I don’t think copy/pasting the same response everywhere is better.
IIRC, CloudRun has multiple modes of operation (fully-managed and in a K8s cluster) and different sandboxes for the fully-managed environment (VM-based and gVisor-based). Like everything, performance depends a lot of the specifics — for example, the network depends a lot more on the network path (e.g. are
you using a VPC connector?) than it does the specific sandbox or network stack (i.e. if you want to push 40gbps, spin up a dedicated GCE instance.) Similarly, the lack of a persistent disk is a design choice for multiple reasons — if you need a lot of non-tmpfs disk or persistent state, CloudRun might not be the right place for the service.

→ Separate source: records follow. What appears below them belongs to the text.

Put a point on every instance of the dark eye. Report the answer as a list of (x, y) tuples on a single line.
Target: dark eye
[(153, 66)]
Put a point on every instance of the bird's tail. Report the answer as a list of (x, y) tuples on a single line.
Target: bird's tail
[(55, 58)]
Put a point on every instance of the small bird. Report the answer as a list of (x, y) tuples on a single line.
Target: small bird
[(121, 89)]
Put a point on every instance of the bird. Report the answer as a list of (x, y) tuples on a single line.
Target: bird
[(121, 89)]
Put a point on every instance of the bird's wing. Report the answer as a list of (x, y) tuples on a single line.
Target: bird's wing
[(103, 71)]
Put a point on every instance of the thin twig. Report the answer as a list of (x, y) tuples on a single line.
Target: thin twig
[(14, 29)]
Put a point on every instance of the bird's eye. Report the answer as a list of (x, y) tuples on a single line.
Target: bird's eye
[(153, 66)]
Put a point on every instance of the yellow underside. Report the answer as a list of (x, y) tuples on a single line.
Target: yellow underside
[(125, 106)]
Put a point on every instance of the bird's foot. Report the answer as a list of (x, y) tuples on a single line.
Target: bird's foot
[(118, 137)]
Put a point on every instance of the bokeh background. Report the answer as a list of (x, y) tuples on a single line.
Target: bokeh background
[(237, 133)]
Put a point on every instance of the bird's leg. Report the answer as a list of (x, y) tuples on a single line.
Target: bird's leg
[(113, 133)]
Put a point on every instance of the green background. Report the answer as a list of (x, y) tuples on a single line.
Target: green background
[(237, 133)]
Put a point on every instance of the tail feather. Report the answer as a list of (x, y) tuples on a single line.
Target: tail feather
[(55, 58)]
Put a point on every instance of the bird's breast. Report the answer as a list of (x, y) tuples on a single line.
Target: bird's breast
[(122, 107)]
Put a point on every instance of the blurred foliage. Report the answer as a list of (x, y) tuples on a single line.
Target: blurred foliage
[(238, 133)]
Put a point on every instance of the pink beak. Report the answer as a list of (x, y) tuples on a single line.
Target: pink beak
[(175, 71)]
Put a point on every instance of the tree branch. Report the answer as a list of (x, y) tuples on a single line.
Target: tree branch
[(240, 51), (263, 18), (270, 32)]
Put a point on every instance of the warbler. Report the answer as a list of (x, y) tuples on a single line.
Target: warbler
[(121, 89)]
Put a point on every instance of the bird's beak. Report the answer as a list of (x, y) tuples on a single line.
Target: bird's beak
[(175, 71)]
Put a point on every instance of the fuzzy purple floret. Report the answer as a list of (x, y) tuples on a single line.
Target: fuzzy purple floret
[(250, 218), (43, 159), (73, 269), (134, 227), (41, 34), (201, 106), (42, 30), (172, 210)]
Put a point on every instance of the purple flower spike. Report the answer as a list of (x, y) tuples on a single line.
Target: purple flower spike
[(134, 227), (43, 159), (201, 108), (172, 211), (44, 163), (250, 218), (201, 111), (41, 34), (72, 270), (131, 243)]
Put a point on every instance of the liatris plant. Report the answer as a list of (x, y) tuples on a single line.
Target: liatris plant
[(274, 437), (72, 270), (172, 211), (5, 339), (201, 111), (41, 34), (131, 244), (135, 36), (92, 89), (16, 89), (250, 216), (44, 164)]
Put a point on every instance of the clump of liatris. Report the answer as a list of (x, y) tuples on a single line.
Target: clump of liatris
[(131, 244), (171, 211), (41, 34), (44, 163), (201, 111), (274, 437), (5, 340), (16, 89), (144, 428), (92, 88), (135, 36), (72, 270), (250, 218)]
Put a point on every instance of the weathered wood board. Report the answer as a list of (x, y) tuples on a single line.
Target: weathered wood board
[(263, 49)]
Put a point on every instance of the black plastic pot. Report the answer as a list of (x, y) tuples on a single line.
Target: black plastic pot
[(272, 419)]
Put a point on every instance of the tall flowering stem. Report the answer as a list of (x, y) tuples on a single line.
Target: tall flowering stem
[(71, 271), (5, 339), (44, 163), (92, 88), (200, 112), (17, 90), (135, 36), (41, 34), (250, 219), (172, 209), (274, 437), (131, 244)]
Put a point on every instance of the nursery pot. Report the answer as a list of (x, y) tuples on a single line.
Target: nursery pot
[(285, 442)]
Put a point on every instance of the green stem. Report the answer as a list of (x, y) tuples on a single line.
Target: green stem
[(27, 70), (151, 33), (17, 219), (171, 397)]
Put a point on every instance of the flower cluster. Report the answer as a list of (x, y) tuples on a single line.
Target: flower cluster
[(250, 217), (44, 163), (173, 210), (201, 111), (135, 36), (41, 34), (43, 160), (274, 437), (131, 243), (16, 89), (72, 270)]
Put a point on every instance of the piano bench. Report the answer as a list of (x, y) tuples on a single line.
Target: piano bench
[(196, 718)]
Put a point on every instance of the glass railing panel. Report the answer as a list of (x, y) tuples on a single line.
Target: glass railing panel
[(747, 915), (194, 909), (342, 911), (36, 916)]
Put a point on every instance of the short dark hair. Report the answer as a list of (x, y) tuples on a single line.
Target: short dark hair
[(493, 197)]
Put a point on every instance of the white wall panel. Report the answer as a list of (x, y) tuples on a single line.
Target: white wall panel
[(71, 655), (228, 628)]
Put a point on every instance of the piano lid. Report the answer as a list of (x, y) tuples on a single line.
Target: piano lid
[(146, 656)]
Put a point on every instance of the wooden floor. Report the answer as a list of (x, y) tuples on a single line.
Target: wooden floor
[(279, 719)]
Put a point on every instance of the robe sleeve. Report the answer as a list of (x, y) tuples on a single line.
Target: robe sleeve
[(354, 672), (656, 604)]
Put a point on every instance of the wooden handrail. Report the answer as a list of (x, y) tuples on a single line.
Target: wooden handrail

It sounds like you personally had a bad experience or hit a sharp edge, which sucks and I empathize — but I think you can just be concrete about that rather than projecting with system call times (I’d be happy to give you the reason gen1 sandbox would be slow for a typical heavy python app doing 20,000 stats on startup — and it’s real but not really system calls or anything you’re pointing at,… either way you could just turn on gen2 or use other products, e.g. GCE containers, GKE autopilot, etc.).
I’m not sure what’s wrong with advice re: optimizing for a serverless platform (like global variables). I don’t really think it would be sensible to recompute/rebuild application state on any serverless platform on any provider.
> large multiple performance decrease per dollar spent
Gvisor helps you offer multi-tenant products which can be actually much cheaper to operate and offer to customers, especially when their usage is lower than a single VM would require. Also, a lot of applications won't see big performance hits from running under Gvisor depending on their resource requirements and perf bottlenecks.